Dunque, se proviamo ad applicare la situazione a un possibile primo termine di paragone, la predicazione dell’evangelo, Gesù non nasconde le difficoltà che il seminatore può incontrare, l’apparente fallimento cui la sua predicazione può andare incontro, ma questo non deve essere motivo di scoraggiamento per il discepolo che ha di fronte e lo ascolta, per noi che ci confrontiamo con le difficoltà a fare attecchire il seme prima di tutto in noi stessi, poi intorno a noi. Quando si ha a che fare con il dono di Dio si deve tenere conto della potenza intrinseca che esso porta e provoca attorno a sé.

Questo dunque è il primo evangelo (nel senso originale di “buona novella”) della parabola: il fatto che infine questo seme, la buona novella del regno, gettato per crescere, produrrà frutto. Lo stesso vale almeno per le altre tre parabole che seguono in Matteo (quella del buon seme e della zizzania, quella del granello di senape e quella del lievito nella pasta). La prospettiva entro cui collocarci in prima istanza è allora quella della speranza, che è essenzialmente la speranza stessa del seminatore (in fondo da questo punto di vista poco importa se in lui identifichiamo l’immagine del Padre o quella di Gesù stesso): tanto ostinato, tanto apparentemente scriteriato da seminare ovunque, senza calcoli preventivi di rischi e di probabilità, perché infine verrà il tempo della fecondità.

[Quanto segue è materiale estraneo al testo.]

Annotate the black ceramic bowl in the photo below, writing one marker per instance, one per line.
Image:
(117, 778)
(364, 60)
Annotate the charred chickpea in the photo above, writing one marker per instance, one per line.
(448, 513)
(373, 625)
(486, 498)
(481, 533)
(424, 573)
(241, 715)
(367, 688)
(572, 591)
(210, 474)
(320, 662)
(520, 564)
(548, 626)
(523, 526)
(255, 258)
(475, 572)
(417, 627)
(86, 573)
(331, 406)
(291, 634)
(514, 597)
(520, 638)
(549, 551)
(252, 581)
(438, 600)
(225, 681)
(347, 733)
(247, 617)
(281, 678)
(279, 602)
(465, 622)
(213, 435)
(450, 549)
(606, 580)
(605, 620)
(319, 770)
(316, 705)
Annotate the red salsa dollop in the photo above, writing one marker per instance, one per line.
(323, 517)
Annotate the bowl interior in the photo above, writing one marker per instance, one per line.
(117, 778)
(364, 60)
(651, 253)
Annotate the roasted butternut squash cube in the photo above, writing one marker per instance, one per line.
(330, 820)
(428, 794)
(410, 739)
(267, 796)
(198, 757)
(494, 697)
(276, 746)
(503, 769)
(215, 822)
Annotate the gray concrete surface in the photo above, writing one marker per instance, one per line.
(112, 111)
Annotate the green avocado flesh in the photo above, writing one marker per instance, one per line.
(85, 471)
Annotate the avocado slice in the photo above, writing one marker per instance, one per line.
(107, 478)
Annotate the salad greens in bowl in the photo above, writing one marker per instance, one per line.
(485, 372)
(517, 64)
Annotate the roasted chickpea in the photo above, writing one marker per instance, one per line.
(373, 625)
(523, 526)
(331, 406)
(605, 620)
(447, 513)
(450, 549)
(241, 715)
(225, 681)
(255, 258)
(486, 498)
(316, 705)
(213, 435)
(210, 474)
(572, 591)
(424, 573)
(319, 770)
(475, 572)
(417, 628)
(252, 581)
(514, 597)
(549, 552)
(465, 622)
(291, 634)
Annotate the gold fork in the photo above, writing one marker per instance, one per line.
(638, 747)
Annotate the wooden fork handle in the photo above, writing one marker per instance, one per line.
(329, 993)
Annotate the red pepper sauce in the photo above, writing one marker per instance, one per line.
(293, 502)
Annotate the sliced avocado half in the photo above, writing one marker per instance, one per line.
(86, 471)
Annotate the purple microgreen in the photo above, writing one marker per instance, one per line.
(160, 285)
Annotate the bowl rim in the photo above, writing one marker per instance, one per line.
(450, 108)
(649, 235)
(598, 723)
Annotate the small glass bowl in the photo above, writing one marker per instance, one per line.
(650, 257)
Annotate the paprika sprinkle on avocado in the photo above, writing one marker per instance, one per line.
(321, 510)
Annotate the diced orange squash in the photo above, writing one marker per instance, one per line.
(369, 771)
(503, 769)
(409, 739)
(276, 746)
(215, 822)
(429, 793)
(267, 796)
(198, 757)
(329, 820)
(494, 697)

E questa ostinazione del seminatore è il secondo evangelo, la seconda parola di speranza della parabola: il seminatore comunque semina. In Matteo, si è visto, c’è una progressione discendente della produttività (100, 60, 30), contrariamente a quella ascendente degli altri Sinottici, là volta a rendere più evidente la dimensione iperbolica del frutto conseguito e forse più coerente con la logica originale del racconto. Nel caso di Matteo il ridursi progressivo dell’effetto, per quanto sempre debordante rispetto all’esperienza comune, dà a mio avviso un tono particolare, a questa speranza ostinata: per quanto prodigioso, questo raccolto può essere parziale rispetto alle potenzialità, ma basta un po’ di buona disposizione che qualcosa viene fuori.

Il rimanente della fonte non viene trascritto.